Some things don't change

I have kept a memento album since sometime in the late 1990’s. Just a photo album with newspaper scraps, pictures of friends and loved ones, and letters/post cards from people that I’ve communicated with in the past. Not letters as in email print outs, but actual letters. You know, those that were hand written at one point in the distant past? Yeah, those things… Hard to believe we did stuff besides typing, isn’t it? Sentimentality is so over-rated…
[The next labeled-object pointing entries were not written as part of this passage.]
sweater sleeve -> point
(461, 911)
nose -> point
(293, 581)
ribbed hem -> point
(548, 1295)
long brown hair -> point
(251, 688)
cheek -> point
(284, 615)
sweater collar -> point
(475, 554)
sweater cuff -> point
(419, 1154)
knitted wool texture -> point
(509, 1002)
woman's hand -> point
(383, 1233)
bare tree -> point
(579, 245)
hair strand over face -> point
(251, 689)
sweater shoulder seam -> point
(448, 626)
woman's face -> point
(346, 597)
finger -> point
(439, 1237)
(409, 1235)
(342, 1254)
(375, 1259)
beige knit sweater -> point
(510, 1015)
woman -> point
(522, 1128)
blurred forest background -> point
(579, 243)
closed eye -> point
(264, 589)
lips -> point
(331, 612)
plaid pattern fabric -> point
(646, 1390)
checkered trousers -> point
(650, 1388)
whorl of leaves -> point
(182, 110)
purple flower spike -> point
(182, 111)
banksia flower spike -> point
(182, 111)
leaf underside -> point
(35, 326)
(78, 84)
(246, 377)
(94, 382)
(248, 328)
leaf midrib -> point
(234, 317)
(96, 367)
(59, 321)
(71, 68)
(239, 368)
But I went into this album today with the specific intention of taking out and tucking away a few pictures I’d taken close to ten years ago (within a year or two) and a handful of letters as well from that same time frame. I’ll just say that they were all of the same subject. That person has been chronicled here in vagueness and obtuseness.

But going through the letters — marred with the inconsistency of not knowing what I had originally sent (which had led to these response letters) as well as the letters themselves rambling in vagueness. I found one passage of one particular letter (written on loose leaf paper as they all were, and dated 8/06 and likely from 1998 ) that just left me smiling and nodding for all the wrong reasons:

Dear John —

Today is a day I shall always remember. I took a wonderful, if not so secret thing and brutally destroyed it. I’m disgusted. I have new understanding of several things Sorry so obtuse but I don’t wan to talk any more about it

Why do I take satisfaction in this? What kind of sick asshole am I to do such a thing? A ten+ year old letter, stated rather obtusely, about destroying something beautiful?

Answer: I hadn’t said it felt like someone died for nothing, people. This letter may be an echo of a person that I knew in the past, based on different events and different circumstances along with different consequences, but to me? It’s the only remorse that I will see in the present from that person.

We’ve all taken something beautiful and destroyed it – a keepsake, a plant, perhaps a relationship of the friendly or intimate variety — at one point or another in our lives. I know I’m guilty of this in the past with people and things, but I take some solace in knowing that at one point in time, there was expressed grief and remorse by certain people. Grief and remorse that I can’t quite see them express or have linger in their head or heart today over recent events.